You don’t seem to understand or to accept this most basic fact. Scientists dismiss most new ideas because most new ideas are wrong. Most understates it. The vast majority are wrong. They are accepted only when overwhelming piles of evidence appear. Without the overwhelming piles of evidence you have nothing but a credit for your CV. And those are the good wrong notions, the ones with a possibility of becoming truth. Random theories that require belief or faith that they must somehow be true are dismissed out of hand, and absolutely rightly so.

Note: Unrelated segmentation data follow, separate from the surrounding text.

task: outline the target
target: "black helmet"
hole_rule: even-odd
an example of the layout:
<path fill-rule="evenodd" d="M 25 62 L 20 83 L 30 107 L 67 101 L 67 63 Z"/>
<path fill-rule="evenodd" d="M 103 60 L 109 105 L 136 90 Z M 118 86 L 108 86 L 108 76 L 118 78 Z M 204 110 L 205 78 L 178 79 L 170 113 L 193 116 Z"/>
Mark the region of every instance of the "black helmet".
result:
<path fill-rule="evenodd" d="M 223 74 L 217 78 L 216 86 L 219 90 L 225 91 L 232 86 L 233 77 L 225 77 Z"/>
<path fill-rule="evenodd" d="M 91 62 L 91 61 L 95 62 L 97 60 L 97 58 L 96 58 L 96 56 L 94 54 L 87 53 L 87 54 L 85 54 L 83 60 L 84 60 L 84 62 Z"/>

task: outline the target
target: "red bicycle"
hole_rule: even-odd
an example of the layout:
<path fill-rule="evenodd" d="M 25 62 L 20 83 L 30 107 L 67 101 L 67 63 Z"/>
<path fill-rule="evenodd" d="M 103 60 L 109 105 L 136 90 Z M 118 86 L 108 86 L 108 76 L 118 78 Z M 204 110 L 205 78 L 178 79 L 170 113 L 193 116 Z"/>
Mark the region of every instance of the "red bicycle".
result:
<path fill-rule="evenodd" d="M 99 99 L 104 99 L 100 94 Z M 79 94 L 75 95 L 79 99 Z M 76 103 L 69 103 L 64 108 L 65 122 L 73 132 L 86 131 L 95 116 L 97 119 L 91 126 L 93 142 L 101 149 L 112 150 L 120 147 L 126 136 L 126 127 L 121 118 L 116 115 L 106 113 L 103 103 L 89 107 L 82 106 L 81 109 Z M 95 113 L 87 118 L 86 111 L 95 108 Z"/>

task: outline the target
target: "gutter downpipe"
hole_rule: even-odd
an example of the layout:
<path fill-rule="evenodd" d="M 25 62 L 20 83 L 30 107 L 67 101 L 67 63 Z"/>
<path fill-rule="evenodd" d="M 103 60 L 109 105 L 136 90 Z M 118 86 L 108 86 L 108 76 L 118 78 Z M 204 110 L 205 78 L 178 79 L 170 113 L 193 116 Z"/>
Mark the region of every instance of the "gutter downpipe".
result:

Your understanding of history is as bad as your understanding of science. You gave a list of badly researched and misunderstood events that don’t prove your case at all, some of which actually contradict your position. (This is a hallmark of CT and crackpot theories, BTW. Adherents typically compile mountains of “proof” that are internally inconsistent as if the weight of numbers means more than the logic of understanding.) You can’t expect anyone who has done some real reading on these events to accept your proclamations of their truth. Again, this is the opposite of science. You’re demanding faith and belief in falsehoods. We’re not going to give that to you. No matter how you describe it, what we’re doing is the proper way to proceed. I can’t speak for the others, but I intend to continue.

Yes, that’s what I meant.

Yes, and that was the leading theory until recently. “In 1999, to commemorate the centennial of the sinking of the Maine, National Geographic Magazine commissioned an analysis by Advanced Marine Enterprises, using computer modeling that was not available for previous investigations. The AME analysis examined both theories and concluded that “it appears more probable than was previously concluded that a mine caused the inward bent bottom structure and the detonation of the magazines.””

Do “Democrats” count? :slight_smile:

I think Martha Mitchell was made out to be a crackpot when she first started talking about Watergate.

I don’t think this is a conspiracy in the normal sense. The firings were probably not illegal – the administration in power has the ability to replace employees of the executive that they don’t feel are doing the right thing. The firings were not secret, and there were public resignations by people who didn’t agree with the administration.

The only “conspiratorial” aspect is that Rove had some input into the process. He is allowed to have input; the president can listen to whomever he chooses. Secondly, it was patently obvious that Rove would have given advice, I don’t even see why people are trying to spin it that he didn’t. But it’s not really a conspiracy if you do something you are more or less allowed to do and don’t tell anyone the exact details.

It appears that they may have been fired for refusing to engage in selective prosecutions (or non-prosecutions) for political reasons. IANAL so I’m not sure if either the selective prosecutions or the firings were illegal, but they’re certainly ethically questionable.

That fact that Rove and Meyers are being asked to testify seems to me to indicate that someone believes that laws may have been broken by someone somewhere along the way.

These are just examples of unpopular minority scientific opinions that turned out to be correct. There was no conspiracy involved.

As far as I know, no one in the U.S. outside of the White House knew about this before the story broke. Then it was a matter of a couple of weeks before Reagan copped to it on TV.